En las palabras que acaba de dirigirles, les ha recordado aquella otra Misa del 14 de febrero de 1930, cuando, después de la comunión, había experimentado en su alma el mismo sentimiento que debe tener un padre a quien Dios le envía un hijo que no esperaba:

Y desde entonces, me parece que estoy obligado a teneros más afecto: os veo como una madre ve al hijo pequeño... Yo os aseguro que ha sido voluntad expresa del Señor -señalada en este día del año treinta- la razón por la cual existe la Sección femenina del Opus Dei: El lo ha querido.

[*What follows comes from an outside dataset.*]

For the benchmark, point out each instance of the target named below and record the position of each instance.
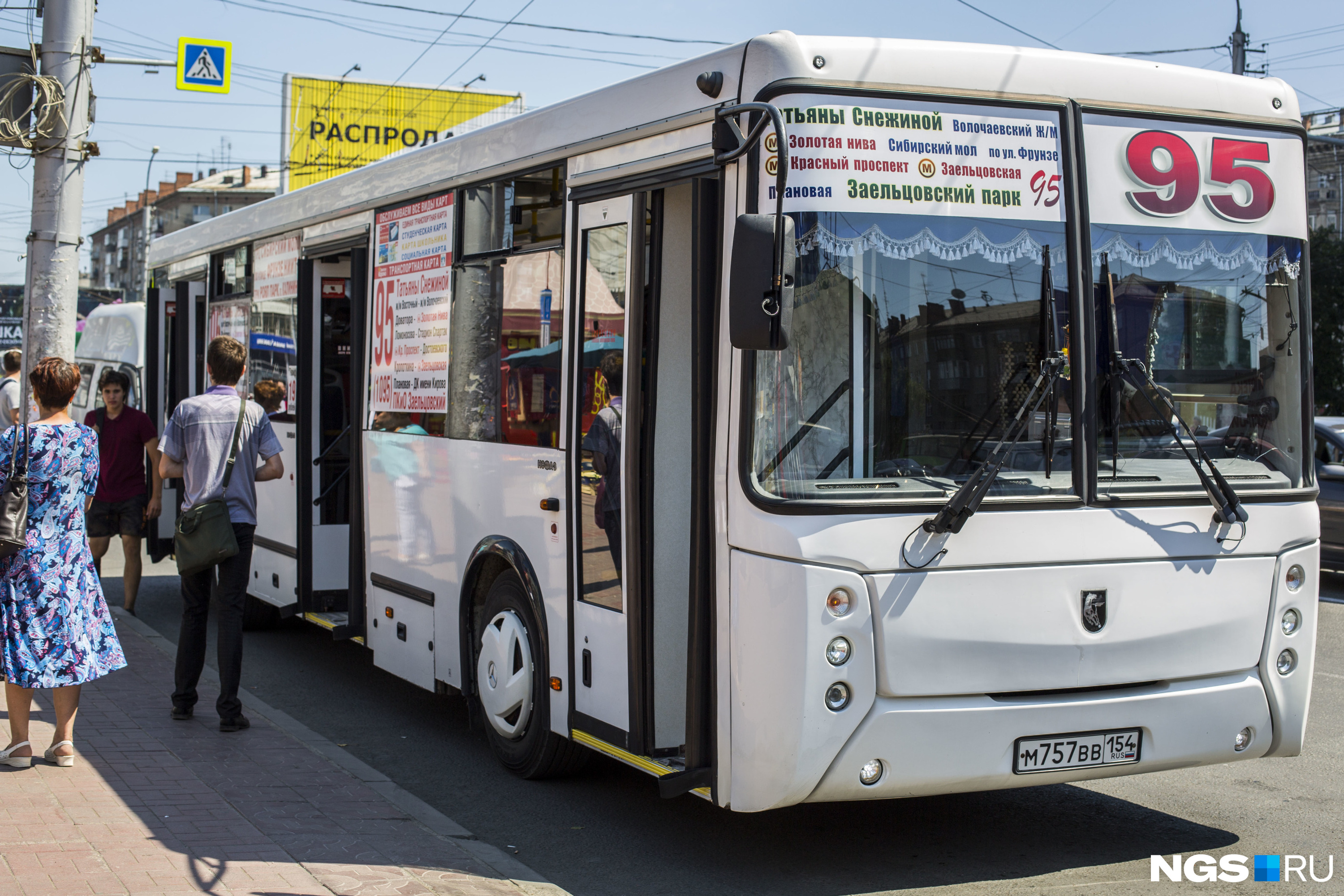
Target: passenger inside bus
(400, 460)
(271, 396)
(603, 447)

La afluencia de vocaciones ha hecho posible, en julio de 1942, que se abra ese Centro, situado en un hotelito pequeño, de tres plantas y sótano, que permite ciertos arreglos. Dolores Fisac, Nisa González Guzmán y Encarnación Ortega -la cual ha conocido al Padre durante aquel curso de retiro de 1941- viven ya allí. El Padre ha dado indicaciones precisas para la instalación del oratorio, en el que celebra Misa con frecuencia y dirige la palabra a las presentes.

Una luz nueva

En esos meses y también en ese día, a don Josemaría le ronda una preocupación, un problema que se esfuerza en vano por resolver, a pesar de que, desde hace tiempo, reza mucho por esa cuestión y ofrece, como siempre, duras mortificaciones. Se trata de la incardinación de sacerdotes a la Obra, algo que ha visto desde el principio y resulta necesario para completar la fisonomía del Opus Dei, que es eminentemente secular, sí, pero que no podrá realizar su fin si no cuenta, para reforzar la formación de sus miembros y administrarles los sacramentos, con algunos sacerdotes empapados de su espíritu y capaces de ayudar a la expansión de sus apostolados.

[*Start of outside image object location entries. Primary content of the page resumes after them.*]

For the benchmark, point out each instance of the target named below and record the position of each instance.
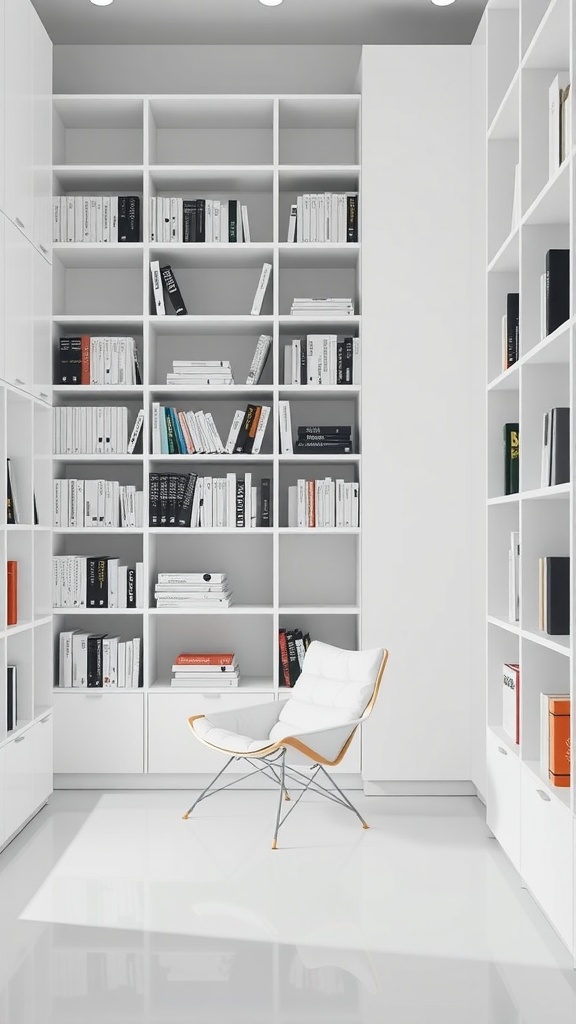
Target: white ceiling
(220, 22)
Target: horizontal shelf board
(560, 644)
(505, 123)
(507, 256)
(562, 794)
(502, 624)
(559, 491)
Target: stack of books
(176, 219)
(189, 500)
(194, 373)
(322, 307)
(96, 504)
(205, 671)
(324, 503)
(87, 359)
(322, 358)
(96, 660)
(96, 218)
(179, 432)
(193, 590)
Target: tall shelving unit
(263, 150)
(529, 42)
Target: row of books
(96, 504)
(192, 590)
(87, 359)
(96, 218)
(176, 432)
(322, 358)
(324, 503)
(94, 430)
(96, 660)
(324, 217)
(96, 582)
(292, 645)
(192, 501)
(205, 671)
(176, 219)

Los que, antes de la guerra, le habían ayudado, no habían acabado de comprender el espíritu de la Obra, a pesar de que él se había esforzado en transmitírselo; además, tampoco habían captado la necesidad de estar muy unidos al Fundador, única forma de garantizar la coherencia y la expansión apostólica.

Hacía ya mucho tiempo que había llegado a la conclusión de que, para conseguir esos fines, la única solución sería ordenar sacerdotes a algunos miembros laicos del Opus Dei, previamente formados en el espíritu de la Obra. Sólo así podría garantizarse la necesaria unidad.

Lo ha comentado con aquellos hijos suyos que, a su juicio, podrían responder a esa llamada al sacerdocio; Álvaro del Portillo y José María Hernández de Garnica, los cuales habían dado una respuesta afirmativa.

Ahora que el trabajo apostólico se extiende, el Padre vuelve a pensar insistentemente en ello, aunque llevarlo a cabo plantea problemas prácticos y jurídicos muy serios. Porque el sacerdote tiene que ser llamado al sacerdocio y ordenado por un obispo (esta condición puede solventarse, pues no faltan obispos que comprenden la Obra y la alientan) y tiene también que recibir una formación previa -filosófica, teológica y jurídica-, impartida de ordinario en los seminarios diocesanos. Tiene, finalmente, que estar vinculado a un obispo o, al menos, estar incardinado, es decir, vinculado canónicamente a la Iglesia.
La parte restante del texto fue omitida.